The moments I’ve considered wearing a tie are few and far between — now in 2024, as a cater waiter in 2015, and during a very intense Avril Lavigne phase when I was eight. Ties may not scream innovation in the world of fashion, but their recent resurgence in streetwear, styled casually and worn by everyone (men, women, and everyone in between), is hard to ignore.
So — ties are the trend. But why? To answer this, I started looking into the history (and current state) of women’s suiting.

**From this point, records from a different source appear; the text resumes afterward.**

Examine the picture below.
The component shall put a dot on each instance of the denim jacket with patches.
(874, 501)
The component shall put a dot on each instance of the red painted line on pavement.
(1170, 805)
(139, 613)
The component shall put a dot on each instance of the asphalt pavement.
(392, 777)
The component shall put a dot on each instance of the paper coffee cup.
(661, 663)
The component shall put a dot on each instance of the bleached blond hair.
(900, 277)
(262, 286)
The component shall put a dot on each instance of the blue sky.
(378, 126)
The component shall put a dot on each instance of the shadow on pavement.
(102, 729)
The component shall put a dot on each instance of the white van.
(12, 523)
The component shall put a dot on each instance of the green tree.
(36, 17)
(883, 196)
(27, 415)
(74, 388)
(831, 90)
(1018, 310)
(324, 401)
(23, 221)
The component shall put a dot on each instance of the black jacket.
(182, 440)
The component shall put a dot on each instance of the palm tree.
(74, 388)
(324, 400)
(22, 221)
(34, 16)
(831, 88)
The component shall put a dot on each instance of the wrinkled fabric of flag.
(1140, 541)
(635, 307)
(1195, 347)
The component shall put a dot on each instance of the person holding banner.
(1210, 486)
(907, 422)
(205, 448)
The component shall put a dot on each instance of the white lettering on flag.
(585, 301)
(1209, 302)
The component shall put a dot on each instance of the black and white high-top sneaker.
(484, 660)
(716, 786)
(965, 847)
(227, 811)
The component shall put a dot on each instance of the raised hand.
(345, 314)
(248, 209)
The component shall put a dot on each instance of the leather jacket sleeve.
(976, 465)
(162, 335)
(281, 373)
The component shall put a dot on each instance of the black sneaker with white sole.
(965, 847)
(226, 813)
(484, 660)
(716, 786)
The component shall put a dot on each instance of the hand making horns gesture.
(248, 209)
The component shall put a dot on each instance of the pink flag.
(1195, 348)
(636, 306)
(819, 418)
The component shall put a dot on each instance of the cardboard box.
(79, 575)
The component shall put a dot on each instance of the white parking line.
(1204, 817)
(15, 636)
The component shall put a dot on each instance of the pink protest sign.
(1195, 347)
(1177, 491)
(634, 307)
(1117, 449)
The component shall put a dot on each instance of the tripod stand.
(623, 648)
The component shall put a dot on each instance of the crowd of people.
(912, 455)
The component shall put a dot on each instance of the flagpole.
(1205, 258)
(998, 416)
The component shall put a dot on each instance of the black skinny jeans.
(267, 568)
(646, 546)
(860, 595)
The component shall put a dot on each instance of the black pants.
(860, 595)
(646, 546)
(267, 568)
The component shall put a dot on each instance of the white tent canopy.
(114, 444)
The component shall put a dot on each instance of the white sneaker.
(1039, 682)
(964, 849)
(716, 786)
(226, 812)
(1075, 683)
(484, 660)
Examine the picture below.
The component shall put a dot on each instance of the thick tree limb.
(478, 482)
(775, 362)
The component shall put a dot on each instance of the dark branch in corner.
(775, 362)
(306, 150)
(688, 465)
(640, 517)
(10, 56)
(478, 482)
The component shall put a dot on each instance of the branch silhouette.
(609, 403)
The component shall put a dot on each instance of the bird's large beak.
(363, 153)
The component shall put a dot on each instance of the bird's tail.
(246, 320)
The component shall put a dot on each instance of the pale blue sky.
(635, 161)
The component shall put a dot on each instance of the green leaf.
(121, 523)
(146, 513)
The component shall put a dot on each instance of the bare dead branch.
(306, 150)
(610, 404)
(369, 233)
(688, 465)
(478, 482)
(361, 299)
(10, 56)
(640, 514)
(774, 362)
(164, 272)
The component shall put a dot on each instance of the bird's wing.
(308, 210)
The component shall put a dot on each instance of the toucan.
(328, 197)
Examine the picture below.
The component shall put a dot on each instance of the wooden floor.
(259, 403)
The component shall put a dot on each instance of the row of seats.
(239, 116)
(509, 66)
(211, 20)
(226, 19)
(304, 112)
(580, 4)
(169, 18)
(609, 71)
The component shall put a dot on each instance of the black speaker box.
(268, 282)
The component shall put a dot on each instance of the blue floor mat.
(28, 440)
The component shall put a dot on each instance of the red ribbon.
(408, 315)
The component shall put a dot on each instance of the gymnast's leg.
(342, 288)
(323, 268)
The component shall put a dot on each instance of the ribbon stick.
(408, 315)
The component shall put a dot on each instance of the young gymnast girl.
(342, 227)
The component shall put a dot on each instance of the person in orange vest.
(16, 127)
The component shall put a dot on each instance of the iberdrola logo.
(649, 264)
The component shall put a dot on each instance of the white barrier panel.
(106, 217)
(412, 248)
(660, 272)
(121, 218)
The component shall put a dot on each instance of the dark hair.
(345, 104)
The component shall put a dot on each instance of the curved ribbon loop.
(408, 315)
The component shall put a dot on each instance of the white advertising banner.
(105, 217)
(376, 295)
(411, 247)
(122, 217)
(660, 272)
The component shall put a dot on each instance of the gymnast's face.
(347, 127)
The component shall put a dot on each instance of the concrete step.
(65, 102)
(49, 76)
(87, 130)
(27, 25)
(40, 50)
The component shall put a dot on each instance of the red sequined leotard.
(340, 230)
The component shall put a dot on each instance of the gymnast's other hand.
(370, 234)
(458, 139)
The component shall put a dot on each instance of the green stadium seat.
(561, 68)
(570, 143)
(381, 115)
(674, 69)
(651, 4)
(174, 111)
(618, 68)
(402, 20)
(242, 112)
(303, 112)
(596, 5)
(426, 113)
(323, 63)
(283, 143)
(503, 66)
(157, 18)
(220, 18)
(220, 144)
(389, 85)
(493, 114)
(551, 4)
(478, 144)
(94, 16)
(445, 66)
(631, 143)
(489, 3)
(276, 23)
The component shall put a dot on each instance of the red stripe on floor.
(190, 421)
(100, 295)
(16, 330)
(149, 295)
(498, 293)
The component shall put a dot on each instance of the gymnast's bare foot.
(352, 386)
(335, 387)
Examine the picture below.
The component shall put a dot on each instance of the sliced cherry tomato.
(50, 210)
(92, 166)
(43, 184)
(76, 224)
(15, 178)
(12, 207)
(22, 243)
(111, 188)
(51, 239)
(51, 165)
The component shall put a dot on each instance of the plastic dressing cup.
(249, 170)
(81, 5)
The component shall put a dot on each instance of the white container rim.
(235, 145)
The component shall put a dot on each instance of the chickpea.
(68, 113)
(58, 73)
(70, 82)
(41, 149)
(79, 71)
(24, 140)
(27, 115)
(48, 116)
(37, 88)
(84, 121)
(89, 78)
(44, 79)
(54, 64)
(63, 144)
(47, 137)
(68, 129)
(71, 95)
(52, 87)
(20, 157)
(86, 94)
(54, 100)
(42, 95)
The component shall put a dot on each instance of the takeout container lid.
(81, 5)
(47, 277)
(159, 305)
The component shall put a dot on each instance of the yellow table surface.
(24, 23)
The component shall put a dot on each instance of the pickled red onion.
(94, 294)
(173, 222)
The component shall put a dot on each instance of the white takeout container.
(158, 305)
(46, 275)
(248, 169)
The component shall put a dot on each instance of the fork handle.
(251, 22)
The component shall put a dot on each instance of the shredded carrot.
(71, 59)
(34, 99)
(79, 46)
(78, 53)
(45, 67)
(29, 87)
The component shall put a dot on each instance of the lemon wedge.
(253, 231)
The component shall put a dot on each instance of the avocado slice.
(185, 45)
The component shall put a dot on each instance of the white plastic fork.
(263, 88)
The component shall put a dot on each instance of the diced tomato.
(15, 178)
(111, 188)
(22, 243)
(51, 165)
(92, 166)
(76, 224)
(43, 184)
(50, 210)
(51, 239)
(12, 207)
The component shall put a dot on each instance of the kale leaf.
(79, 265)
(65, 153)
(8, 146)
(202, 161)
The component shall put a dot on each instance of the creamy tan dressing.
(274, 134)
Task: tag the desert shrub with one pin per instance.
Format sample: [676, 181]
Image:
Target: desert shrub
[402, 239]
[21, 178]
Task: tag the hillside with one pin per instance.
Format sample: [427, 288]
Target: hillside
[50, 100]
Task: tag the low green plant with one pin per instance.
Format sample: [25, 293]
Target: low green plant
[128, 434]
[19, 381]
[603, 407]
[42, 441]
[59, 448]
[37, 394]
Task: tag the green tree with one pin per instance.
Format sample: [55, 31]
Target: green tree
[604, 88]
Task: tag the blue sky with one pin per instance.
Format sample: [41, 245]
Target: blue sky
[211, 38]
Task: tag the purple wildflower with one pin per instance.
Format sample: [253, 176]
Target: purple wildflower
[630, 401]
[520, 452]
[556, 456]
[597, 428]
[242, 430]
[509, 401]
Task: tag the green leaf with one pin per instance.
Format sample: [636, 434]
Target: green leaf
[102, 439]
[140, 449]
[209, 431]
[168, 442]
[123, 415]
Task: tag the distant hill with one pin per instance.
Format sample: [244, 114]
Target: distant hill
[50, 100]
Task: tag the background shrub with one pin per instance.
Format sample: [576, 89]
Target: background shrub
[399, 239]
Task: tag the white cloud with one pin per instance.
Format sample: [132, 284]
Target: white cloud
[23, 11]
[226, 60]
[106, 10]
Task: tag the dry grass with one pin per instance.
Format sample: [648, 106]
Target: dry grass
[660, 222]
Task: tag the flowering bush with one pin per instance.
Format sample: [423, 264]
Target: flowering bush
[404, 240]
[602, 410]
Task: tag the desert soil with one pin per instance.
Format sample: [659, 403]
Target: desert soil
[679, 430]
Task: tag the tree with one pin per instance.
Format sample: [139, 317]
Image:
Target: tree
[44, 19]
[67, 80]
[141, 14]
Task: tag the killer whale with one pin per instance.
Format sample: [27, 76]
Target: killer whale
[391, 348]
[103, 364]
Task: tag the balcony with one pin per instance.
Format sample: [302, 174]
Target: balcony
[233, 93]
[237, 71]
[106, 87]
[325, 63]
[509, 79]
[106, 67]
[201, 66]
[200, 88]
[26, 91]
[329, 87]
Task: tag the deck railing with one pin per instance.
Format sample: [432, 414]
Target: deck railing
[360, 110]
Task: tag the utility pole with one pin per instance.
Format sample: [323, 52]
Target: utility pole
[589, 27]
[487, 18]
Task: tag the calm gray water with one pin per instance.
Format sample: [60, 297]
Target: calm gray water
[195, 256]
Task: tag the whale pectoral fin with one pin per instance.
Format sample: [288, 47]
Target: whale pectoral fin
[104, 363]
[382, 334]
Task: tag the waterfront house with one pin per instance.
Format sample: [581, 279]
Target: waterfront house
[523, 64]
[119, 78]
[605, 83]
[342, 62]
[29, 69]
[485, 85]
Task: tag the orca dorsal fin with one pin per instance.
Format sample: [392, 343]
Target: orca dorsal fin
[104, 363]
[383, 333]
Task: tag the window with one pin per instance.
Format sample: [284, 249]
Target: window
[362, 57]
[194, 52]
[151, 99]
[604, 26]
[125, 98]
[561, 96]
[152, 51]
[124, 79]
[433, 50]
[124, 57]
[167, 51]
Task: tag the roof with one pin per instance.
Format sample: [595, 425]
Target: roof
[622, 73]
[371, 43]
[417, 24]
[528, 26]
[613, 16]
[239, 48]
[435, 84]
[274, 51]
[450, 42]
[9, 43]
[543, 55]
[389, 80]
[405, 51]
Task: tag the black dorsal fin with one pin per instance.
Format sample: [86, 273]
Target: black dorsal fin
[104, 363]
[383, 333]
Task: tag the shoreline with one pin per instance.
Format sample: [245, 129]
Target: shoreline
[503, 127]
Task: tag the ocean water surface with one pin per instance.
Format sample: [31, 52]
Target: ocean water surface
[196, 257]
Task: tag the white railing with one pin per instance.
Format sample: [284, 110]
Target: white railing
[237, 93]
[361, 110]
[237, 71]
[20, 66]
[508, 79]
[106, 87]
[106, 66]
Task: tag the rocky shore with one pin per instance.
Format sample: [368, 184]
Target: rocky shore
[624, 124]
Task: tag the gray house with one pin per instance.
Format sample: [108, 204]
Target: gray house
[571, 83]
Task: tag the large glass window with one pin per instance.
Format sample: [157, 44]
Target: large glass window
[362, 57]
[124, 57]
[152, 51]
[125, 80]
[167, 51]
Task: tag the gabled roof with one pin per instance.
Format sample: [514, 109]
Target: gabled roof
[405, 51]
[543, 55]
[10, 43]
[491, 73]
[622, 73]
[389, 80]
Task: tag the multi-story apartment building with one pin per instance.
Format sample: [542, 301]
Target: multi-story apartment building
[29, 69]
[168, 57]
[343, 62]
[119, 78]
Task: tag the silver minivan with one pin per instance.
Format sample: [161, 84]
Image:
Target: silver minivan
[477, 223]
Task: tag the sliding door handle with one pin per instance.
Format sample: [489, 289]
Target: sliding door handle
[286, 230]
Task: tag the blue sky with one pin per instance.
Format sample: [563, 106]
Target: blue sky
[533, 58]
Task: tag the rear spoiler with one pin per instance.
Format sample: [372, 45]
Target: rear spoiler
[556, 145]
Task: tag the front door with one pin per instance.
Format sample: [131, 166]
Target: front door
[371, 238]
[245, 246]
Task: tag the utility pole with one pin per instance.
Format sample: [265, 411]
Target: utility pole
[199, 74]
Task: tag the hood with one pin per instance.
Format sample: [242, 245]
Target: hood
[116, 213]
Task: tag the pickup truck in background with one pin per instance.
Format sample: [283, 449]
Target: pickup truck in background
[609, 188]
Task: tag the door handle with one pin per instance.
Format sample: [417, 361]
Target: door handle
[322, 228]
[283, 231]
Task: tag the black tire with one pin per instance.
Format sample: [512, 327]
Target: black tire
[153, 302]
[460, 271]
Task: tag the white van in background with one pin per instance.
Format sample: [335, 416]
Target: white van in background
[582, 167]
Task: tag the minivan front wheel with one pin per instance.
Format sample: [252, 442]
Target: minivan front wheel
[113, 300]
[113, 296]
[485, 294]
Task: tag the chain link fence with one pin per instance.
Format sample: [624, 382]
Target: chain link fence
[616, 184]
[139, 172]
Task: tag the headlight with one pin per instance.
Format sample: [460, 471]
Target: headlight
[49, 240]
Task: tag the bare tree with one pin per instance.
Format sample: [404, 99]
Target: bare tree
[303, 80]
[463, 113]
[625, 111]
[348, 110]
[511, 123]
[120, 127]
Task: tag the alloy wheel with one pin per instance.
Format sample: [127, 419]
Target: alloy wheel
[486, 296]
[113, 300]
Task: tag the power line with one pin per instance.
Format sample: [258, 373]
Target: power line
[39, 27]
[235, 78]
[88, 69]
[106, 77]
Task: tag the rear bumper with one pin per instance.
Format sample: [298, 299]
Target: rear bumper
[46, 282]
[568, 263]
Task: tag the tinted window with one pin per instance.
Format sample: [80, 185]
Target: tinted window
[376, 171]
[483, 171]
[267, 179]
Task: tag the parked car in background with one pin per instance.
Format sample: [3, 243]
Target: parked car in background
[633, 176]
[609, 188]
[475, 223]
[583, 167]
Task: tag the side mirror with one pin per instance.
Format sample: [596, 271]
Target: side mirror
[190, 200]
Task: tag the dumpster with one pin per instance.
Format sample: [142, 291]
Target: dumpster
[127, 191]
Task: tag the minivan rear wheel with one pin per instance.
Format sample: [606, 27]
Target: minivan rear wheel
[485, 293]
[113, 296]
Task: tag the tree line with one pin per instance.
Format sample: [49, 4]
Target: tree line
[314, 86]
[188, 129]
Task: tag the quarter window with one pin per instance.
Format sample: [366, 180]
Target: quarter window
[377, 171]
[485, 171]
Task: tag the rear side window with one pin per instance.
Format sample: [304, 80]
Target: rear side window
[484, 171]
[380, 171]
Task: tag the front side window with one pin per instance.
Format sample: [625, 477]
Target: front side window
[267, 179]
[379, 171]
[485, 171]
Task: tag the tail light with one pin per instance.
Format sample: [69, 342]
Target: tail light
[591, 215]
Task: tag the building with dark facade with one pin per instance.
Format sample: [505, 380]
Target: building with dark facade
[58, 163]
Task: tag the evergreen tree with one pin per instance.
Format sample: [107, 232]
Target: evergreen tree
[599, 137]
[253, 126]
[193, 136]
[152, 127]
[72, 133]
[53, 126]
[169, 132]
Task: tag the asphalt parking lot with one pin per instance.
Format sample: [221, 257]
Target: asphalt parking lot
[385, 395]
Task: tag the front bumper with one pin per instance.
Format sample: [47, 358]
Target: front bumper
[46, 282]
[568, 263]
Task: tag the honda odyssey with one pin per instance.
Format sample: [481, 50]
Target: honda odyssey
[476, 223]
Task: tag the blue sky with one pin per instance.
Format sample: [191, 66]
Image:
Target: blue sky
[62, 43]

Yes, practical menswear — suits, ties, trousers — is likely a smart investment and will always be socially acceptable attire. However, menswear as a trend within womenswear tends to carry significant cultural and social meaning (historically, at least). It often rises to prominence during periods when women are either rejecting traditional gender ideals or entering the workforce in greater numbers.
Here’s a brief history of women’s suiting (at least in North America and Europe):
During World War I (1914–1918), with men off at war, women stepped into jobs in factories and offices, which made practical, tailored clothing a necessity.
In the 1920s, Coco Chanel changed women’s fashion forever by offering alternatives to restrictive corsets. Her jersey suits, with their straight skirts and structured jackets, coincided with a period when upper-class women were increasingly “allowed” to embrace more relaxed clothing.
Marlene Dietrich and the influence of Hollywood gave us a lasting image of women in trousers and tuxedo suits — challenging the typical image of femininity at the time.
World War II (1939–1945) brought fabric rationing and a need for utilitarian clothing, where tailored skirts and blazers became go-to staples for working women.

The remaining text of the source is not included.